Licorice Pizza (Original Motion Picture Soundtrack) is out November 26. The movie, Paul Thomas Anderson’s first since Phantom Thread, hits theaters on Christmas Day. Licorice Pizza is set in the San Fernando Valley in 1973 and stars Alana Haim and Cooper Hoffman, as well as Sean Penn, Tom Waits, Bradley Cooper, and Benny Safdie”
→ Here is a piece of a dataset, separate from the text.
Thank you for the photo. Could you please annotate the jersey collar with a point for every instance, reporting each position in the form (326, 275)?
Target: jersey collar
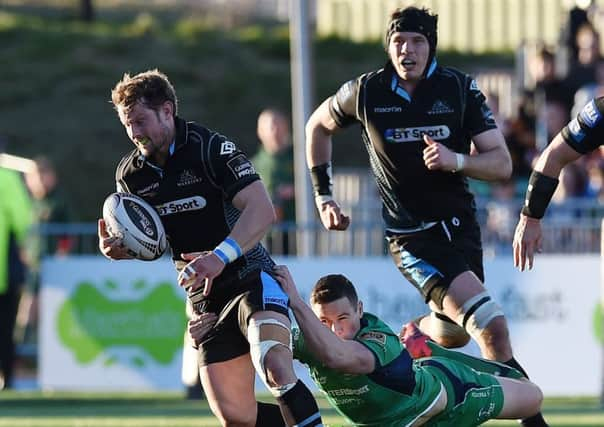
(396, 87)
Given the name of the film, I think that is why Anderson’s musical choices are especially considered. Featuring tracks such as David Bowie’s Life on Mars?, Sonny & Cher’s But You're Mine, and Nina Simone’s July Tree, there is a bounty of fascinating and eclectic songs. I guess one needs to see the film to understand how the music pairs with various scenes, though I have been compelled to watch the film and seek it out on the strength of the soundtrack. Before talking more about it, here are a couple of reviews for Paul Thomas Anderson’s latest film. This is The A.V. Club’s reaction:
“The spark is lit in the opening scene, as 15-year-old child actor Gary Valentine (Cooper Hoffman, son of Anderson’s late muse, Philip Seymour Hoffman) first lays eyes on 25-year-old Alana Kane (Alana Haim, one of the three sisters of the rock band Haim) outside a photo studio. He’s a teenager and she’s not—a fact she repeats repeatedly, if only to remind herself—but there’s an undeniable chemistry detectable in the spaces between her jabs and amused rebukes. “I met the girl I’m going to marry one day,” waxes the teen to his kid brother later that night. We wonder if he’s right.
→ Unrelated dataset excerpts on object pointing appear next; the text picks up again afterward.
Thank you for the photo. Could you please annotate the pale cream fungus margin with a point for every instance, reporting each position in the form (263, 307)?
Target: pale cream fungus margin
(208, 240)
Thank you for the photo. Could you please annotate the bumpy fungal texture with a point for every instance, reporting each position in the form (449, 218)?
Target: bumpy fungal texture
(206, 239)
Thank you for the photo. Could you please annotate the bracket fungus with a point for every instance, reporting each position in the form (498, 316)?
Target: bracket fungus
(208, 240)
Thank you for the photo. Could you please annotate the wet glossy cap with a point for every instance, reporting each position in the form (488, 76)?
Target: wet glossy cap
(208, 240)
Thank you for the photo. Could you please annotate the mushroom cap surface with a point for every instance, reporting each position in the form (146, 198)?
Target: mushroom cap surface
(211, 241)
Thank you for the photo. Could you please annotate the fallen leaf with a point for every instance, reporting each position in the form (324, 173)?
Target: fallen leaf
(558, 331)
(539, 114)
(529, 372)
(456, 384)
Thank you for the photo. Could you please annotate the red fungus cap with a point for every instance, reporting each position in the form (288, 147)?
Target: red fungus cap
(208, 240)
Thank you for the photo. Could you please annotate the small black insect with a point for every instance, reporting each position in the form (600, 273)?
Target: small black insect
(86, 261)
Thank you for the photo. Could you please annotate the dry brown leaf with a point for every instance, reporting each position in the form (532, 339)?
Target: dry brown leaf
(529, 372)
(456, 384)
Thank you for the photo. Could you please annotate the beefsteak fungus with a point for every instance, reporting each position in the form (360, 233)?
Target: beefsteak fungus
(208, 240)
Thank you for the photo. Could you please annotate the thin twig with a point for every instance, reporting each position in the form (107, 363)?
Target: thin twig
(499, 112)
One might think of that other Anderson. There is, after all, a touch of Max Fischer in Gary, who’s pantomiming a life of adult sophistication and privilege—ordering Coca-Colas in his white suit at nightclubs, flanked by an entourage of comically pubescent friends. Gary, we learn, is rapidly aging out of whatever modest celebrity he’s achieved; his career is over before it’s begun. Yet he has the swagger of a young Hollywood somebody. And though Alana, who works at the photo studio, talks to him like the kid brother she never had (she actually has two sisters, played by Haim’s real sisters and bandmates), she’s plainly attracted, at the very least, to his proximity to fame. And so she’s pulled into the orbit of his teenage hustles, and even ends up working for him, an arrangement that echoes the thrust of Phantom Thread.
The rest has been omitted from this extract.